A few of the authors' sketch-comedy conceits are amusingly over-the-top, and when they are, the actors attack their stereotypes with unmitigated zeal. (One spectacularly heartless routine finds a quartet of conniving European relatives waiting, none too patiently, for the family patriarch to die.) Yet even when the show's humor is at its broadest, the portrayals are peppered with flaky, unpredictable grace notes that reveal active comic minds at work, and that make you laugh for being so recognizably, weirdly human. Engaging in some casual flirtation with his character's wife, Tapscott yips like a puppy and does a mad little backward hop, and upon meeting Walljasper's cretinous pre-pre-school administrator, Churchill's mom-to-be instinctively wipes off his moist handshake. (That's not the only thing wiped off in this skit - watch how discreetly Walljasper handles the breaking of Churchill's water.)

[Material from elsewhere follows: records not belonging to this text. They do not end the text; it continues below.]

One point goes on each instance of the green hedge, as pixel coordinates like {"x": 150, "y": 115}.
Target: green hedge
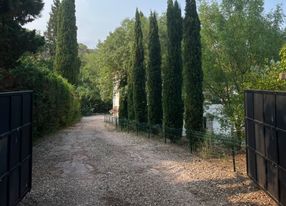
{"x": 55, "y": 103}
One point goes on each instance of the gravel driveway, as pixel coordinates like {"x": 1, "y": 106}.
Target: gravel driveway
{"x": 92, "y": 164}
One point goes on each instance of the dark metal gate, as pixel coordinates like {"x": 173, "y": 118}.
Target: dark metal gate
{"x": 266, "y": 141}
{"x": 15, "y": 146}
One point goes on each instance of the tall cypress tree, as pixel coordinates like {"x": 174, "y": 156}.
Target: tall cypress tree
{"x": 193, "y": 73}
{"x": 51, "y": 33}
{"x": 172, "y": 74}
{"x": 154, "y": 81}
{"x": 130, "y": 105}
{"x": 139, "y": 93}
{"x": 15, "y": 40}
{"x": 67, "y": 62}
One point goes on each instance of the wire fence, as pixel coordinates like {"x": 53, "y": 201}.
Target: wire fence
{"x": 208, "y": 144}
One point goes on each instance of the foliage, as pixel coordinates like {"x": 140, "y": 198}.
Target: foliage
{"x": 172, "y": 74}
{"x": 88, "y": 91}
{"x": 138, "y": 74}
{"x": 67, "y": 62}
{"x": 123, "y": 108}
{"x": 154, "y": 80}
{"x": 51, "y": 33}
{"x": 14, "y": 39}
{"x": 193, "y": 74}
{"x": 236, "y": 36}
{"x": 55, "y": 103}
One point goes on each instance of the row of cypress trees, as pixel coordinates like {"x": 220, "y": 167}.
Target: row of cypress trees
{"x": 175, "y": 93}
{"x": 61, "y": 39}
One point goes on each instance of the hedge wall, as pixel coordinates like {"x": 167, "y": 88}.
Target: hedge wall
{"x": 55, "y": 103}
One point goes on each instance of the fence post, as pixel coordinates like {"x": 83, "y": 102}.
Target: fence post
{"x": 233, "y": 158}
{"x": 137, "y": 132}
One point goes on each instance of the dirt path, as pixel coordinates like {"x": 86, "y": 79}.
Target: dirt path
{"x": 92, "y": 164}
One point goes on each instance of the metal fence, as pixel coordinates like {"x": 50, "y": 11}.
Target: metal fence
{"x": 210, "y": 145}
{"x": 266, "y": 141}
{"x": 15, "y": 146}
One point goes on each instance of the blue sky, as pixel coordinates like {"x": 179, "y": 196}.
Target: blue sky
{"x": 96, "y": 18}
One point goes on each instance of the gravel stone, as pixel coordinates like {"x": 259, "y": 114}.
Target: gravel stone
{"x": 93, "y": 164}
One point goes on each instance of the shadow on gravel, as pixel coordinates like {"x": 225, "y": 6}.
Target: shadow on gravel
{"x": 231, "y": 191}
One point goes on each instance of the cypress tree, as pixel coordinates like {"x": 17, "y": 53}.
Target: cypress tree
{"x": 193, "y": 73}
{"x": 123, "y": 110}
{"x": 139, "y": 93}
{"x": 67, "y": 62}
{"x": 130, "y": 106}
{"x": 15, "y": 40}
{"x": 51, "y": 33}
{"x": 172, "y": 74}
{"x": 154, "y": 81}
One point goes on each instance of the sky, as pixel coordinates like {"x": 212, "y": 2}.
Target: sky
{"x": 96, "y": 18}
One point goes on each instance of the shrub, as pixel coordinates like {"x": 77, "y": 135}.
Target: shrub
{"x": 55, "y": 102}
{"x": 91, "y": 102}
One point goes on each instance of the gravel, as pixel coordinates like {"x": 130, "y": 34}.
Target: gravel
{"x": 93, "y": 164}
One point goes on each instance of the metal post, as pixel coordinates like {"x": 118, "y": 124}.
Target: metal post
{"x": 233, "y": 159}
{"x": 127, "y": 126}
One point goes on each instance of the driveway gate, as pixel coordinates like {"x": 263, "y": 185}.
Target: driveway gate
{"x": 266, "y": 141}
{"x": 15, "y": 146}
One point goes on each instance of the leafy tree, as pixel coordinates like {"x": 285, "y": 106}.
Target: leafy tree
{"x": 87, "y": 89}
{"x": 172, "y": 74}
{"x": 14, "y": 39}
{"x": 51, "y": 33}
{"x": 236, "y": 36}
{"x": 123, "y": 102}
{"x": 67, "y": 62}
{"x": 193, "y": 74}
{"x": 154, "y": 80}
{"x": 138, "y": 76}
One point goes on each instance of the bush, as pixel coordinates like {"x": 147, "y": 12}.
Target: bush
{"x": 91, "y": 102}
{"x": 55, "y": 103}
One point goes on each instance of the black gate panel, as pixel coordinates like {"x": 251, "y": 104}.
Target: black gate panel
{"x": 265, "y": 121}
{"x": 15, "y": 146}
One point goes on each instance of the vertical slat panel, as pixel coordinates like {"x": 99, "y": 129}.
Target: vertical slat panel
{"x": 15, "y": 146}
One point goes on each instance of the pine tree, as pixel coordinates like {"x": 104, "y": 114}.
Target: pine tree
{"x": 193, "y": 73}
{"x": 172, "y": 74}
{"x": 139, "y": 93}
{"x": 51, "y": 33}
{"x": 67, "y": 62}
{"x": 154, "y": 81}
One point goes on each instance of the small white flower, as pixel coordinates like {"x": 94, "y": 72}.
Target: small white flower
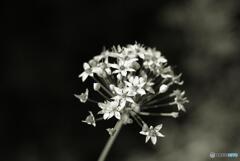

In addition to ensuring that her two-hour production moves along at a speedy clip, Nieman does a superlative job of guiding her cast toward the reality in the characters' nuttiness, so that the laughs - and there are some big ones here - resonate with actual feeling. And she's even better with her handling of Are We There Yet's legitimately touching vignettes, which, thanks to the actors' alert and inspired performances, never slide into melancholy or unearned sentiment.
Rivera has a lovely, unforced comedy style - she's great as a mother making desperate deals with God in exchange for her son not screwing up his baseball game - and her big-hearted, beautiful underplaying is especially notable as a birth mother searching online for her long-lost daughter. Blessed with the sort of stage presence that's at once electrifying and blissfully soothing, Churchill can perform outsize comedy and divinely subtle emotionalism in practically the same breath, which she does to splendid effect when one of her characters here endures an initially questionable, ultimately delightful blind date. Tapscott is wonderfully funny when attending a daughter's unbearable dance recital or interrogating a flummoxed prom date, but late in Act II, the actor also performs a startling, deeply felt monologue as an elderly man facing the first stages of Alzheimer's, which he pulls off with exquisite commitment and grace.
Walljasper, meanwhile, has been given his meatiest, most substantial area role(s) since My Verona Productions' The Pillowman back in 2006, and it's a thrill seeing this superb actor back in leading-man form. Whether playing a kindly (though demanding) coach or an edgy father-of-the-bride or a happily Viagra-fueled widower, Walljasper invests every character with his knockout combination of imagination and honesty; roles of such richness and variety can't come along often enough for Walljasper's fans, but then again, productions of Are We There Yet's caliber don't come along often enough, either. Circa '21's latest is an exceptionally good time at the theatre. During the show's opening road-trip number, Walljasper's aggrieved dad snarls, "There's no such thing as fun for the whole family." It turns out he's dead wrong.